Despite increased financial aid efforts at many universities — UNC included — students from affluent backgrounds continue to attend college in higher numbers than students from moderate- and low-income backgrounds and graduate in higher rates.
In 2015, 30.7 percent of incoming first-years at all public universities estimated their parents earned $150,000 or more a year, according to survey data from the Higher Education Research Institute. At UNC, that number was 38.2 percent in 2014, the most recent year for which the data is available.
Melissa Lewis, a researcher for the Office of Institutional Research and Assessment, said the Cooperative Institutional Research Program survey provides the most comprehensive data on family income, although it is not the most scientifically accurate because participants self-report.
But she maintained that her office still relies on CIRP data for insights into the economic backgrounds of the student body as a whole because families who are not applying for financial aid have no obligation to report financial information.
The 2015 survey shows 15.4 percent of incoming first-years to public universities estimated their parents earn less than $40,000 a year. At UNC, in 2014, that same income bracket represented 11 percent of incoming first-years.

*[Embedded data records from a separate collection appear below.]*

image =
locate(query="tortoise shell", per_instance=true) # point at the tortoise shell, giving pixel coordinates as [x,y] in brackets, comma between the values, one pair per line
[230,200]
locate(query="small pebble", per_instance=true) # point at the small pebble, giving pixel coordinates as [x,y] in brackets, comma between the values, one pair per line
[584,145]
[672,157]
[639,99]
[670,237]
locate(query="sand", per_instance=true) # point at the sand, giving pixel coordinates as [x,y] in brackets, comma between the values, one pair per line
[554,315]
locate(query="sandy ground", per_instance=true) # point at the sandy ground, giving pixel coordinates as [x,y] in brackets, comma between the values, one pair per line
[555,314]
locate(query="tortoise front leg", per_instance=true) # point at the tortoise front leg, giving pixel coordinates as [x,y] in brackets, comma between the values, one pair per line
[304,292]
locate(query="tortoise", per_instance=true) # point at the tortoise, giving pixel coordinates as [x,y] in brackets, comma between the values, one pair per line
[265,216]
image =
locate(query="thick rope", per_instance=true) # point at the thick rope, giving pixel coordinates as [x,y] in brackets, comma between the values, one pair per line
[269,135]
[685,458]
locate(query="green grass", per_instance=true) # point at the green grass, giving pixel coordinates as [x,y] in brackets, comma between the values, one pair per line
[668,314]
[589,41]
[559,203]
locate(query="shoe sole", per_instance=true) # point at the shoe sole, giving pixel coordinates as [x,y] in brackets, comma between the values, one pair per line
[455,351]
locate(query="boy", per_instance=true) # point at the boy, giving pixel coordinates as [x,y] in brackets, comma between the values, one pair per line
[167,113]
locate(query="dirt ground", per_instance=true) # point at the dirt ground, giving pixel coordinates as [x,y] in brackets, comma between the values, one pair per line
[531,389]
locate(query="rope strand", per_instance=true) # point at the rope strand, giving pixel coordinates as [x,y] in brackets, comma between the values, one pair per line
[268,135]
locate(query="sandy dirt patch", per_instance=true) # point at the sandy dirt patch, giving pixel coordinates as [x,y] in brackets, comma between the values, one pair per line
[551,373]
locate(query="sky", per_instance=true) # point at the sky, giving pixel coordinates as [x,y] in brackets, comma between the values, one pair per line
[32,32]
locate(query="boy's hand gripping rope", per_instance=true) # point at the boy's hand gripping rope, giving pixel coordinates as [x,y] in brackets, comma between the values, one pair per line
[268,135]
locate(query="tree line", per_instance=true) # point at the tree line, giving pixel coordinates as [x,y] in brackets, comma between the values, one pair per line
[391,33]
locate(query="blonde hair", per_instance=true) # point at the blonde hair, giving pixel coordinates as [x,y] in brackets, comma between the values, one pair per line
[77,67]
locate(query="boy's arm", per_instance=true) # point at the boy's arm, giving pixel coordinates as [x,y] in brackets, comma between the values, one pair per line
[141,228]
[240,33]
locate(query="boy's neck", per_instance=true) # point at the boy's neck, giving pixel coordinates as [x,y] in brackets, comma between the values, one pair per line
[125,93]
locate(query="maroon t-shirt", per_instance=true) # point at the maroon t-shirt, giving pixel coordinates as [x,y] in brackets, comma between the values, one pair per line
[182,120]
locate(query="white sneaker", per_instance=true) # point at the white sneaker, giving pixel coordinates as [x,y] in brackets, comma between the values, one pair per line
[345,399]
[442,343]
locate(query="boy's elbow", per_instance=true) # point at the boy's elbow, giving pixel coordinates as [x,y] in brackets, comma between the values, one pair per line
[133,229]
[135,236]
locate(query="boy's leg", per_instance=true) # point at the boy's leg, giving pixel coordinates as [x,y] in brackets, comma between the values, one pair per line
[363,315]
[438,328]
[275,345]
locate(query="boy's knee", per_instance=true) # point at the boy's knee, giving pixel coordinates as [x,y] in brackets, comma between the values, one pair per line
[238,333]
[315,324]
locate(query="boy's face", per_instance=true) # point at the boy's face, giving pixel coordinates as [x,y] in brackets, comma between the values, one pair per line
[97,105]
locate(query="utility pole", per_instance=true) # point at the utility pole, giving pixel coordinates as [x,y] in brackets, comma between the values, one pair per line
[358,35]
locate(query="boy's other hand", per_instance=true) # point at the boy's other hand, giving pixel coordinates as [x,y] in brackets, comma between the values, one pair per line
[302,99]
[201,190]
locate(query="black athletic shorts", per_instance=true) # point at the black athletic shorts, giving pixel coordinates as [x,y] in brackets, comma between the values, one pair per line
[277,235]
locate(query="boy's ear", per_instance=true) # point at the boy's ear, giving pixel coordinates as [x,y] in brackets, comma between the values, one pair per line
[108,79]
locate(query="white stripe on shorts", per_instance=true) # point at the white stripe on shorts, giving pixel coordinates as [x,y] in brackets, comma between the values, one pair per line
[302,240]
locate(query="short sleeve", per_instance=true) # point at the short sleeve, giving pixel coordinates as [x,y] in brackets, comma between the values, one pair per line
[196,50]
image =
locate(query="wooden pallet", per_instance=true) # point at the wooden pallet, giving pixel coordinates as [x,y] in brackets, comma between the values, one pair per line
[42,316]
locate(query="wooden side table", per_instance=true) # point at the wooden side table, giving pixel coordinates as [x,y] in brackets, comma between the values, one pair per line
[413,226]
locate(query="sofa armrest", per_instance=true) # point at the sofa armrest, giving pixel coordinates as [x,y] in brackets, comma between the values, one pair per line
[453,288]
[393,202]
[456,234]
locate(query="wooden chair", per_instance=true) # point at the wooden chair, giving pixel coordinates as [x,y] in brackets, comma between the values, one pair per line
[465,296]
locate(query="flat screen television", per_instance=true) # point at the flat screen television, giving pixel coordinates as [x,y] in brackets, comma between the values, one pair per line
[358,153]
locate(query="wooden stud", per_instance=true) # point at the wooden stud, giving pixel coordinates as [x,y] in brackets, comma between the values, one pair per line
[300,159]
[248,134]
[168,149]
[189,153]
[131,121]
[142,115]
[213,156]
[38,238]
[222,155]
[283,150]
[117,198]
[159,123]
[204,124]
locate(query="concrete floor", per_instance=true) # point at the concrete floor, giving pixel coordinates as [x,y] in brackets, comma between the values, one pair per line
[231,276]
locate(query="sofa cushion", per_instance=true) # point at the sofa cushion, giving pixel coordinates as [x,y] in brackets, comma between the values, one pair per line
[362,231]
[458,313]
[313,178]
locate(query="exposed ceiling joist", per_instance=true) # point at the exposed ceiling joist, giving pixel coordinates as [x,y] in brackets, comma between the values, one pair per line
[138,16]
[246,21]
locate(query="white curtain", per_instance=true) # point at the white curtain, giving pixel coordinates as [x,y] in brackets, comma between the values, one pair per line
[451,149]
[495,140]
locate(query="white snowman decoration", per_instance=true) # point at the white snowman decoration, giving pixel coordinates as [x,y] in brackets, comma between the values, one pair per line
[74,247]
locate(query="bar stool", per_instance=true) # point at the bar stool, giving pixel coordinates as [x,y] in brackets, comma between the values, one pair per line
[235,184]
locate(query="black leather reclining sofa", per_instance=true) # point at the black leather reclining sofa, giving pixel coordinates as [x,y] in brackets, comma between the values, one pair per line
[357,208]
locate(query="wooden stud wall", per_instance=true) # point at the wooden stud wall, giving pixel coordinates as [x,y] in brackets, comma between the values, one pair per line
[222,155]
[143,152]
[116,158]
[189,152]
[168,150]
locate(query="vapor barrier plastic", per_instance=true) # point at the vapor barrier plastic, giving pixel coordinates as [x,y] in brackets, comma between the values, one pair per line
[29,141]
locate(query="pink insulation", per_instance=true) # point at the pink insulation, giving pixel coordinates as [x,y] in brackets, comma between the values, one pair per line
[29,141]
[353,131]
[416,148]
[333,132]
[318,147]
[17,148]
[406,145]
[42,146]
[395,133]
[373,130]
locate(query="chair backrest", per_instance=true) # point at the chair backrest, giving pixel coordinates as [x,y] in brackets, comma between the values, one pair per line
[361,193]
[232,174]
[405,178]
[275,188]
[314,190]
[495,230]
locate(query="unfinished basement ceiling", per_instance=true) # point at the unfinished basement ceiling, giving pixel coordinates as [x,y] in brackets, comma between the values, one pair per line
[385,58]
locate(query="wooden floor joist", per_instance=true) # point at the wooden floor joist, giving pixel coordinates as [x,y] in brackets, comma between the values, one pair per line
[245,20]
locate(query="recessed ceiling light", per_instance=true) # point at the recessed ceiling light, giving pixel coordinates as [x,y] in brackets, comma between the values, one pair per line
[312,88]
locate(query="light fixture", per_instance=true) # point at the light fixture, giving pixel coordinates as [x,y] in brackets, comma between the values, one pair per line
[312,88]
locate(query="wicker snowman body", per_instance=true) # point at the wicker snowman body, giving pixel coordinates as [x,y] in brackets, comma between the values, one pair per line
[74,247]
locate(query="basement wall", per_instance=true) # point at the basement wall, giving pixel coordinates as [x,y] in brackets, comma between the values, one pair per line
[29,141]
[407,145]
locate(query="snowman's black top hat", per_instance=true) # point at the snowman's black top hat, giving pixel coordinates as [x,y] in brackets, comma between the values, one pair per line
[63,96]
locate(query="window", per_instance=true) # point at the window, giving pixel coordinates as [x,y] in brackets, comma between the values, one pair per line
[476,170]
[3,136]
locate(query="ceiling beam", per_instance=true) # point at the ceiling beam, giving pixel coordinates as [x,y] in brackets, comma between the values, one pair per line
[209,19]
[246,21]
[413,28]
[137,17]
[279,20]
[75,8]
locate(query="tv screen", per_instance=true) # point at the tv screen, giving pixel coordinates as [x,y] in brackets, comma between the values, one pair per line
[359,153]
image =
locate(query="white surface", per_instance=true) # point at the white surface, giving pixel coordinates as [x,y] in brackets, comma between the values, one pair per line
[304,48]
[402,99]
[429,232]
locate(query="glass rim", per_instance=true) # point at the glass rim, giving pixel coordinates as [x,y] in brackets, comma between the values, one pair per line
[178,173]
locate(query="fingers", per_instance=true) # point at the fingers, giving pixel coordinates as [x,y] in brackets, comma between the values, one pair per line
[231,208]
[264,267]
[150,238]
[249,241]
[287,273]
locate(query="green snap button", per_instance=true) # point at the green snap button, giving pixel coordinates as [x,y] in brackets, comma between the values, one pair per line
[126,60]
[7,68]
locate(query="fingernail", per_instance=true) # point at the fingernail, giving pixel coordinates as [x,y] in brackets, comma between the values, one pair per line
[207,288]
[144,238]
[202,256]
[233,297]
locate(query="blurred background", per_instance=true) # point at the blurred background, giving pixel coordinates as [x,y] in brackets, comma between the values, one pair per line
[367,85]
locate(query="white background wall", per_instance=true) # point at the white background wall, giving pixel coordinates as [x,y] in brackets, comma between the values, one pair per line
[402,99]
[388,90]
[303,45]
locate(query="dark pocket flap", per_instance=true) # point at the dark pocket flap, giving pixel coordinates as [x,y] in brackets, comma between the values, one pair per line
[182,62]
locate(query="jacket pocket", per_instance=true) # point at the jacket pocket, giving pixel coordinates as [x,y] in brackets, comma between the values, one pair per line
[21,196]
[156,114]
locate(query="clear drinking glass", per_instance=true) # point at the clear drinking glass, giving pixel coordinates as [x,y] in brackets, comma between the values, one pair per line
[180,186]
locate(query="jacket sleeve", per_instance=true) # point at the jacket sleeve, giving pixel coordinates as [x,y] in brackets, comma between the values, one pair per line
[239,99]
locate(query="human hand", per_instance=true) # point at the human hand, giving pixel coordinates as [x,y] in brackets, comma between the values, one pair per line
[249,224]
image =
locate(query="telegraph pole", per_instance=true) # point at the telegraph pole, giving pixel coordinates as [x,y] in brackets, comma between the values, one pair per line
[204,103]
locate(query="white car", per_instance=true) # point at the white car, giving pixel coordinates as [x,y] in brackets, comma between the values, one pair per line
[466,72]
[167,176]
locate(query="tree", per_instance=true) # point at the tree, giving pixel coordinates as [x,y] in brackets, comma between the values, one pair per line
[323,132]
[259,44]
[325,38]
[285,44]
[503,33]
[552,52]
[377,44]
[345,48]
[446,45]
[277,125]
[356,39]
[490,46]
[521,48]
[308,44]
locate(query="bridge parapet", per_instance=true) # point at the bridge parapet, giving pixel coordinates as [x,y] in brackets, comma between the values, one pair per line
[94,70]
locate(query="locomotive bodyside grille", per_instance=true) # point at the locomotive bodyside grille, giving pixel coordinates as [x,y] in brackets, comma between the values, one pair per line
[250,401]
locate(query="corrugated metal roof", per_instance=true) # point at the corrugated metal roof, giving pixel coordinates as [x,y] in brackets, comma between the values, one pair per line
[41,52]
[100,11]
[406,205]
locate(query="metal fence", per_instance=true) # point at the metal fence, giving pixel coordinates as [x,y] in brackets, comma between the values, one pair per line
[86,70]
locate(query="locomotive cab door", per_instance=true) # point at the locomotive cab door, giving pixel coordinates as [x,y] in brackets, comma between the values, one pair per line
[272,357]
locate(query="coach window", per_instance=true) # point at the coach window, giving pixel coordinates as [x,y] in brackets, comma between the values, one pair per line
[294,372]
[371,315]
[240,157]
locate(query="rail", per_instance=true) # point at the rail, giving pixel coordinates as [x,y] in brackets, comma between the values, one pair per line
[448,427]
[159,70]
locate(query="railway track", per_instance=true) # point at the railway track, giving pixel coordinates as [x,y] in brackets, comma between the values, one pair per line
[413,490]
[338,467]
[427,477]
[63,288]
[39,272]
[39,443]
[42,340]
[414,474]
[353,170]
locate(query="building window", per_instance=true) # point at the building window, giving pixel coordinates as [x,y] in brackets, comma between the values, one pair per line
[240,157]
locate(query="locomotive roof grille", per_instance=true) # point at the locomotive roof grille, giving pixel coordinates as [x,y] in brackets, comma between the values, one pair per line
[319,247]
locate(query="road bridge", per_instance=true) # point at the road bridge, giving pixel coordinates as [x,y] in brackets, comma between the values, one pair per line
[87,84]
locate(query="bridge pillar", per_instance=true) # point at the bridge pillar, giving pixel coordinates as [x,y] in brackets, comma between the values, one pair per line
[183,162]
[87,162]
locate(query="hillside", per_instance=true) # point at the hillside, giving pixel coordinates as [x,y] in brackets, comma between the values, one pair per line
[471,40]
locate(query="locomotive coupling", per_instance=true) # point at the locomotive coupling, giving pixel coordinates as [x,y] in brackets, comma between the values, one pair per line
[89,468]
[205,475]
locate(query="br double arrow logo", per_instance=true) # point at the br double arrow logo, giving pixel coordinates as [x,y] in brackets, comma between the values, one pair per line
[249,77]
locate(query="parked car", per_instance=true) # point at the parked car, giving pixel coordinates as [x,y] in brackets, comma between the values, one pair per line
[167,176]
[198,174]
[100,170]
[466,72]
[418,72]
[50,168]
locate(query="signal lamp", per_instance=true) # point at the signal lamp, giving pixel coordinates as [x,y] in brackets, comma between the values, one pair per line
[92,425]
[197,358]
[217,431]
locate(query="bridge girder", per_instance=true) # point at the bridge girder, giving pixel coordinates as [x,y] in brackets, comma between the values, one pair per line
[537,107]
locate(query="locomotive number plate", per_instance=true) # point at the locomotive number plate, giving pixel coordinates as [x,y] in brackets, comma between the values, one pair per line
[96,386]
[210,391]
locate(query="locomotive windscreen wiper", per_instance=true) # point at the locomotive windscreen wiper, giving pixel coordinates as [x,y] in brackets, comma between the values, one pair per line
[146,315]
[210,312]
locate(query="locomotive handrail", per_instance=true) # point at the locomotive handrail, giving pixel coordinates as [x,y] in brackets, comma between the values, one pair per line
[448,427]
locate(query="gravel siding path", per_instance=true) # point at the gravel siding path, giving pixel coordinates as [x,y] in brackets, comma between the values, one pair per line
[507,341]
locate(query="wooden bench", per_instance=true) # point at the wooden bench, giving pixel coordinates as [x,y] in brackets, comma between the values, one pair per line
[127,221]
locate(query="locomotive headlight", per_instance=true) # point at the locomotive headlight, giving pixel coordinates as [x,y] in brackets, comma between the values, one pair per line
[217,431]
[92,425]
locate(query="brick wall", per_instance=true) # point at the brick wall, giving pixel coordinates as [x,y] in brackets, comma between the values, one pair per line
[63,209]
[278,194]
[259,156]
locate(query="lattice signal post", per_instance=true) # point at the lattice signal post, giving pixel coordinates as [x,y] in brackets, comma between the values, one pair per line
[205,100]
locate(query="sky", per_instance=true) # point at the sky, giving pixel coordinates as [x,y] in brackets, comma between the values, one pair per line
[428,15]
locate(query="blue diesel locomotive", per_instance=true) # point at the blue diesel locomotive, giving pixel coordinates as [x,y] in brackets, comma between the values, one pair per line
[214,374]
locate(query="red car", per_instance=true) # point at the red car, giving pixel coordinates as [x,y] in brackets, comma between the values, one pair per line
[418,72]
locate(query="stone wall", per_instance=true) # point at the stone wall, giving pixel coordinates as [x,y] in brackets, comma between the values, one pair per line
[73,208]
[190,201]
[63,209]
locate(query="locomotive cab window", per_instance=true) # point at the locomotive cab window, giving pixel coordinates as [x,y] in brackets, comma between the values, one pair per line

“Generally, the more selective and elite institution, the more it’s skewed toward higher income students,” said Donald Heller, provost at the University of San Francisco and a national expert on financial aid.
UNC is ranked among public universities with “high selectivity” by the HERI for the purposes of categorizing CIRP data. In comparison to other public universities with “high selectivity,” the income distribution of UNC’s incoming first-years is closer to the norm.